Example: https://target.com/FUZZ?user=FUZ2 with a paths wordlist for FUZZ and a usernames wordlist for FUZ2 runs the Cartesian product.

🔗Two Engines

🔗HTTP (default)

Raw TCP/TLS sends via the embedded HTTP client. Fast — thousands of requests per second.

  • Configurable concurrency
  • Per-host rate limit
  • Custom TLS fingerprint (BoringSSL Chrome by default)
  • Optional Mullvad SOCKS5 routing

Use this for high-volume content discovery and bulk fuzzing where speed matters.

🔗Browser (Marionette)

Routes each request through a Mullvad Browser session via Marionette. Slower but inherits the browser’s exact JA3/JA4 fingerprint — useful when the target filters on TLS fingerprint and the raw HTTP engine is getting filtered.

🔗Wordlists

Each keyword can use:

  • Built-in — bundled wordlists (dirs / files / params / subdomains / common / raft variants)
  • File — path to a local file (one entry per line)
  • Inline — pasted directly in the UI
  • Command — output of a shell command (e.g., seq 1 1000, curl raw.githubusercontent.com/...)

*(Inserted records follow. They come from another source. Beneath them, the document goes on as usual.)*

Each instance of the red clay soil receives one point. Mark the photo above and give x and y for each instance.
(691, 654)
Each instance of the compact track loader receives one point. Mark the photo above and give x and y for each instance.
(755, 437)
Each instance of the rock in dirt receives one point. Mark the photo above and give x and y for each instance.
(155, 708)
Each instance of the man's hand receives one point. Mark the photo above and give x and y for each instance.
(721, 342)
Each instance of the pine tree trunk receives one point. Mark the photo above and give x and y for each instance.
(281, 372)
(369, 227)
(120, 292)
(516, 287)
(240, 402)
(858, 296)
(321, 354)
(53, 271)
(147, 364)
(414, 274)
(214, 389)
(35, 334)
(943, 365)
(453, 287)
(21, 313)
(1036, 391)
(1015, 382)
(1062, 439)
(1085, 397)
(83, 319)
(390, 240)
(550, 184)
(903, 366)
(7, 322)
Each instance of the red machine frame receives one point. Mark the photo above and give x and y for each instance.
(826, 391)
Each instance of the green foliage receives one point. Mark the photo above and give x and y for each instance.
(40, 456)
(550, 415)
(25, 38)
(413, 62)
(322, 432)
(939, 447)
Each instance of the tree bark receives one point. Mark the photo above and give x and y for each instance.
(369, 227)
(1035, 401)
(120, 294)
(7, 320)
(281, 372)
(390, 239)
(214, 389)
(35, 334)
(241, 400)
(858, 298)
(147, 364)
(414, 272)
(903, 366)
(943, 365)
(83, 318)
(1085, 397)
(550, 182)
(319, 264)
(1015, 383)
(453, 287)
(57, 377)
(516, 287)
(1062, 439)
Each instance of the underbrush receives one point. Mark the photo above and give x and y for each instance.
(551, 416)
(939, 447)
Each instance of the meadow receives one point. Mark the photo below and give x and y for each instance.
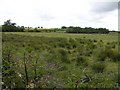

See the Wordlists chapter for managing the library.

🔗Filters & Hide Rules

The results table supports live filtering:

  • Status code — pills for 2xx / 3xx / 4xx / 5xx, or exact code
  • Body length — range
  • Word count — range (often the most reliable signal for content discovery)
  • Line count — range
  • Response time — range
  • Body contains — substring or regex

The Hide rules complement filters — hide all 404s, hide all responses of size 1234 (typical wildcard length), etc. The visible result set updates instantly.

🔗Recursive Mode

Toggle Recursive to automatically re-fuzz any directory-like result with the same wordlist. Found /admin returning 200? Hugin queues /admin/FUZZ next. Recursion depth and queue caps are configurable to prevent runaway scans.

🔗Calibration

The Auto-calibrate button sends a few requests with random payloads to detect wildcard responses (servers that return 200 for everything). Detected wildcard signatures (status + length) become hide rules automatically.

🔗Right-Click on Result

  • Send to Repeater
  • Send to Scanner
  • Send to Comparer
  • View raw — full request + response
  • Copy as cURL
  • Add to wordlist — append this payload to a saved list (useful for building custom wordlists from real findings)

🔗Export

Results table can be exported as JSON, CSV, or plain newline-separated payloads (matching results only).

🔗MCP

The ffuzzer MCP tool exposes:

  • run — execute a fuzzing run synchronously and return results
  • start — kick off a session in the background (returns a session ID)
  • status — poll a running session’s progress
  • stop — terminate a running session
  • results — fetch results from a (running or completed) session

Engine modes (mode param): http or browser.

Multi-keyword setup: pass wordlists:{"FUZZ":{...},"FUZ2":{...}} plus attack_mode (clusterbomb default, pitchfork, or sniper).

Useful for AI-driven hunting — agent identifies a parameter that takes a value, runs FFuzzer with a relevant wordlist, then triages results.